Muitas coisas me deixam feliz, mas uma, em especial, é saber que você leu este texto até o final.

domingo, 5 de junho de 2011

Um ato quase incondicional (Bruno Momesso Bertolo)

Dia 25 de maio foi o Dia Nacional da Adoção. Na edição de mencionada data, o Jornal de Limeira publicou matéria na qual narrava que, em Limeira, há o dobro de casais habilitados para a adoção em relação ao número de crianças e adolescentes aptos a serem adotados. O maior dos empecilhos para a adoção se efetivar é o perfil escolhido pelos adotantes, que almejam, em regra, infantes com até dois anos de idade e caucasianos. Em alguns casos, preferem até que sejam do sexo feminino.

Aliás, por qual motivo existe sobredito perfil? Por que reduzir um ser humano à uma condição materialista, aceitando-o unicamente se atender determinadas especificações e/ou preferências?

Eis um grave equívoco, totalmente contraditório ao ato de adotar. Semanticamente, o verbo “adotar” até pode significar “escolher” e/ou “optar”, porém, sobretudo por se tratar de pessoas, a expressão mais adequada seria “aceitar” e/ou “acolher”. Assim sendo, não se atrela a qualquer conjuntura.

Talvez os adotantes optem por crianças de tenra idade acreditando que tal circunstância facilitará a aceitação do adotado, o que não creio ser verdade. Com efeito, se o adotado souber desde o início de sua condição, não haverá o impacto emocional de saber que não pertence ao grupo genético da família com a qual convive. Compreenderá, também, que os adotantes acolheram-no em razão de amá-lo infinitamente, algo que alguns genitores não ostentam.

É possível, ademais, que candidatos brancos não escolham afro-descendentes (e vice-versa) em decorrência do racismo que permeia a sociedade brasileira, visando evitar prováveis dissabores pela coloração diferente da pele entre pais e filho. Faz sentido, mas se trata de uma postura cômoda e simplista. Afinal, os preconceitos somente ruirão quando a população for confrontada com situações com as quais não está habituada, vivenciando-as e, posteriormente, assimilando-as (ainda que não as aceite).

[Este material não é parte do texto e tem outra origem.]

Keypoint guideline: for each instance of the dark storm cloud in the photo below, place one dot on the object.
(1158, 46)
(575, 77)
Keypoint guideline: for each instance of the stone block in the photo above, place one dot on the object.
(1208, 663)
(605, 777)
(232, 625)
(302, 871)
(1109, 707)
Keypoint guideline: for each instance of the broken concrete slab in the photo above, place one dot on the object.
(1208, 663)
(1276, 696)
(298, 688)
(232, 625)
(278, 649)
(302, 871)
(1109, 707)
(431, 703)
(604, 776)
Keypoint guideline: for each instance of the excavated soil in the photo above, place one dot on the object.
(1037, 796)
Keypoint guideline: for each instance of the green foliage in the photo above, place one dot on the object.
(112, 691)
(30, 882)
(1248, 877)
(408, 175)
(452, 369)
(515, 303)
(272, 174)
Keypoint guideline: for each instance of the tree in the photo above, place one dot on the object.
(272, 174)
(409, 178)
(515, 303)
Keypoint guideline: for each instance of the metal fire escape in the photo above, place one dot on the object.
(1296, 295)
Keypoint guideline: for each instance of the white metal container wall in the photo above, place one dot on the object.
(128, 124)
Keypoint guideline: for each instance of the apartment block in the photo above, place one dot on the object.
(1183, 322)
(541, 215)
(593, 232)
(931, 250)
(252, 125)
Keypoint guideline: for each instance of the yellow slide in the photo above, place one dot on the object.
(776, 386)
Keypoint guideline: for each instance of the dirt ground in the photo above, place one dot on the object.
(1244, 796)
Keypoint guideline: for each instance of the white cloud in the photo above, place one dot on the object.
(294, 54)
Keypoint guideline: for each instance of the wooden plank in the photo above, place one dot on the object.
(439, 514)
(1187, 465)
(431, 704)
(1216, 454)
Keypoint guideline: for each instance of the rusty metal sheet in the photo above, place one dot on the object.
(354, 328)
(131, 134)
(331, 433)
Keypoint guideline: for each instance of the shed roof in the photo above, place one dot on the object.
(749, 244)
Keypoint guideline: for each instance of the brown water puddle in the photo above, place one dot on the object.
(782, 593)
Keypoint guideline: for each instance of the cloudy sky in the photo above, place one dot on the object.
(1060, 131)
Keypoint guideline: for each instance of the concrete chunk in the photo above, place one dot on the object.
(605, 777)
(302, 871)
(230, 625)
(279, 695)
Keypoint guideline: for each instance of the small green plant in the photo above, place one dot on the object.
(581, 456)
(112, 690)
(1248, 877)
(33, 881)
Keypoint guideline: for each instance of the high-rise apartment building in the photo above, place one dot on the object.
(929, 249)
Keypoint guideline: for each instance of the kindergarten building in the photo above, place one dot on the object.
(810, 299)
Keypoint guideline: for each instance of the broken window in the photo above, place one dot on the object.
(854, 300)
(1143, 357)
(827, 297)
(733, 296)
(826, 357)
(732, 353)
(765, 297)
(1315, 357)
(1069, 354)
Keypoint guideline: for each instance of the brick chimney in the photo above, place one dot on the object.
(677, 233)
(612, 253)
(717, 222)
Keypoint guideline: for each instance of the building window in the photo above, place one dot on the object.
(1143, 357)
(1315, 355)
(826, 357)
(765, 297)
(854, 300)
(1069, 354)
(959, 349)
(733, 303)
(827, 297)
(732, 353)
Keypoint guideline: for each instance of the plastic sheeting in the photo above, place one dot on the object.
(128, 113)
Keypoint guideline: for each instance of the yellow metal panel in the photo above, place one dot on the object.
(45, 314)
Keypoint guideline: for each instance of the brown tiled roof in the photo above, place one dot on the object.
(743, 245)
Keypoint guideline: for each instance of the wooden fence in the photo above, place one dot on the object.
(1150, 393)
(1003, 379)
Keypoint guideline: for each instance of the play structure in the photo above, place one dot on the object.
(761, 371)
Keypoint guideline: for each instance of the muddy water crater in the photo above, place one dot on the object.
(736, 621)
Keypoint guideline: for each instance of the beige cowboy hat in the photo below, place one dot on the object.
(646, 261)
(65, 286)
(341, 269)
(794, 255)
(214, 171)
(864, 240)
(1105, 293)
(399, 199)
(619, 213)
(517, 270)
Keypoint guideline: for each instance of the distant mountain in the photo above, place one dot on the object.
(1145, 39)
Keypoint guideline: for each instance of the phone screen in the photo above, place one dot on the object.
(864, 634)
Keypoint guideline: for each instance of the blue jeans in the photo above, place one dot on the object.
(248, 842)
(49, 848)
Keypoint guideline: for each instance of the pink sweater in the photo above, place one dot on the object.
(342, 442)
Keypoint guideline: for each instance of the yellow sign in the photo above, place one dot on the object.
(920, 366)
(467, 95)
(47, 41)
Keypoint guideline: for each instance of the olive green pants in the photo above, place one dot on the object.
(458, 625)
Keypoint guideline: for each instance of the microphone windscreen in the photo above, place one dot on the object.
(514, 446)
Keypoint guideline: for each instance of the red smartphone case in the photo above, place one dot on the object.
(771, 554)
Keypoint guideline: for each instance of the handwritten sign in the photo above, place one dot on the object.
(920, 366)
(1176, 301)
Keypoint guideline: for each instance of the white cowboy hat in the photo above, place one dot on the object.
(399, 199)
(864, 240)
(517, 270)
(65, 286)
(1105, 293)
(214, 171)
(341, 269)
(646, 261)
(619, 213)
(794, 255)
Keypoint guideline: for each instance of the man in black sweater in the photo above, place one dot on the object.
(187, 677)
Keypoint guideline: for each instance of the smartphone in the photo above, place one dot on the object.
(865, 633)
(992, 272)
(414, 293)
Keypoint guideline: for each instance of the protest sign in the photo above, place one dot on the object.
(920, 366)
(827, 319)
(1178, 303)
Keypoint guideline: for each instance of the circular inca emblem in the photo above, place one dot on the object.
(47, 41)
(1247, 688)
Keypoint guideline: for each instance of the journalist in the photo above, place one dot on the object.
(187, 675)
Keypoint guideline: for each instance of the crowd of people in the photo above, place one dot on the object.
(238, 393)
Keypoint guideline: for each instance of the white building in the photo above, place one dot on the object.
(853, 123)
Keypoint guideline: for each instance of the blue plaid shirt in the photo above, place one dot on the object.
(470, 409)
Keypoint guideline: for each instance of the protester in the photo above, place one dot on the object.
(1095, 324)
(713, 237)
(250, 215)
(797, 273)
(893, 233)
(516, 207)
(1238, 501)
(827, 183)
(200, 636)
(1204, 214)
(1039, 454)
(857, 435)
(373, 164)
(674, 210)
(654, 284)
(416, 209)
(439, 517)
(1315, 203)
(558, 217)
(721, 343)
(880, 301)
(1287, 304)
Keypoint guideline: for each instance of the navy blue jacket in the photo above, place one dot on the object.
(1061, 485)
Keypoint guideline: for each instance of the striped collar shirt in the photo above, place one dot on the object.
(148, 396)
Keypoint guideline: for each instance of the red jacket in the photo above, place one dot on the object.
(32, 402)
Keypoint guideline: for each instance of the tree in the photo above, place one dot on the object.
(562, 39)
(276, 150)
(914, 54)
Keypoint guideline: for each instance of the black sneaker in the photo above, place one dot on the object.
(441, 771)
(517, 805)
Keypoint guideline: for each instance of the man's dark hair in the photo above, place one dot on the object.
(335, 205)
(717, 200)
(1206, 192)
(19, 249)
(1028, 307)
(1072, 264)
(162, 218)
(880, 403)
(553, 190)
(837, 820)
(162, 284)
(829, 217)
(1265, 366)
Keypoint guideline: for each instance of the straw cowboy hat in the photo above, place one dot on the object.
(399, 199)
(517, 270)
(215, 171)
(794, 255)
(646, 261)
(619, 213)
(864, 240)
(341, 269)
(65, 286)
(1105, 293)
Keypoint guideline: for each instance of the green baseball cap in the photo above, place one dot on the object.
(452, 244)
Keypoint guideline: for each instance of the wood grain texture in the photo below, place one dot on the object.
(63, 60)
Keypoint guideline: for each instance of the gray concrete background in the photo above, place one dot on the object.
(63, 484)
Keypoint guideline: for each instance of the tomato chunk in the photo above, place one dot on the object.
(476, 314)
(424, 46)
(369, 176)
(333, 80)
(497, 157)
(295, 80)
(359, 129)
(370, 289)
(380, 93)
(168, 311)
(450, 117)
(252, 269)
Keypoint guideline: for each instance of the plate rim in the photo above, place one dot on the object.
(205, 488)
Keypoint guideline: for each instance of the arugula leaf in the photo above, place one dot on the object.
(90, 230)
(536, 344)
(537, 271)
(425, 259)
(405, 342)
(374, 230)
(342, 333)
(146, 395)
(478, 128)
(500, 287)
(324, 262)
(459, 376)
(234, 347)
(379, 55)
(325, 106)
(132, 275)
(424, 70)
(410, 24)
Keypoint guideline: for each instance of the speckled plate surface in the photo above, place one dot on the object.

O perfil exigido para a adoção é desnecessário para aqueles que entendem o verdadeiro sentido da adoção. Traçando um paralelo, seria como os pais biológicos renegar seu descendente porque uma ou outra característica não o agrada. Apenas a genética distingue a adoção e a paternidade biológica. Ambas demandam um esforço hercúleo e não é o referido perfil que facilitará as responsabilidades inerentes.

Neste ponto, urge mencionar o excelente filme “Um sonho possível” (The blind side), que retrata a história verídica de Michael Oher, valioso atleta de futebol americano. Ele, um adolescente negro, sem-teto e na iminência de completar a maioridade, foi adotado por um casal de brancos, os quais enfrentaram diversos questionamentos, um dos quais é muito surpreendente e revelado ao final. Em uma de minhas cenas favoritas, Leigh Anne (a adotante) conversa com suas amigas, quando uma delas diz que ela está mudando a vida do jovem rapaz. De imediato, Leigh Anne responde, com os olhos lacrimejantes: “Não, ele é quem está mudando a minha”.

A adoção é, essencialmente, um ato de amor. Portanto, incondicional. Ou melhor, quase incondicional. Há tão-somente um aspecto fundamental: a empatia espiritual entre adotante e adotado, que pode ser aferida, por exemplo, com um mero olhar. Algo que perfil algum poderia alcançar.